According to Section 8, Once the Minister determines that a university has a “significant operation deficiency” and accepts its “revitalization plan,” none of that university’s unionized employees “shall participate in a strike against the university” (8[1][c]) and any trade union that represents them “shall not declare, cause or continue a strike by any of the unionized employees against the university” (8[1][b]).

Further, “neither the trade union nor any of the unionized employees shall commence or continue any grievance that relates in whole or in part to the development of the revitalization plan or the revitalization planning process” (8[1][d]). This strongly indicates that Bill 100’s authors anticipate that breaking collective agreements will be a matter of course for “revitalization plans”.

Even more egregiously, Section 8 states that not just trade unions, but also no person or organization shall: “(a) do anything to prevent or impede a unionized employee’s compliance” with the revitalization planning process “or aid or abet a unionized employee to not comply” (8[2][a-b]).
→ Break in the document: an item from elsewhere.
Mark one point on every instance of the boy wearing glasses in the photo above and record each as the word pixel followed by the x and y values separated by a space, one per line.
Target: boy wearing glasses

2) Section 23 lays out the consequences for non-compliance with Section 8’s provisions: “A person who contravenes Section 8 is guilty of an offence and is liable on summary conviction (a) in the case of an offence committed by a university or trade union, or by a person acting on behalf of a university or trade union, to a fine of not more than $100,000 and, in the case of a continuing offence, to a further fine of $10,000 for each day on which the offence continues; and (b) in the case of an offence committed by a person or organization other than a university trade union, to a fine of not more than $1,000 and, in the case of a continuing offence, to a further fine of $200 for each day on which the offence continues.”

Bill 100 has many troubling measures; the language discussed above merely forms its “hard core” from institutional and labour relations perspectives. The malice toward faculty, staff and students that it evinces, in effectively criminalizing opposition to it, is matched only by its radically destructive implications for Nova Scotia’s universities and Nova Scotian post-secondary education as a whole.

The NS Liberal government has said that this bill is the first of its kind in Canada. No measure should be spared in fighting to ensure that it is also the last.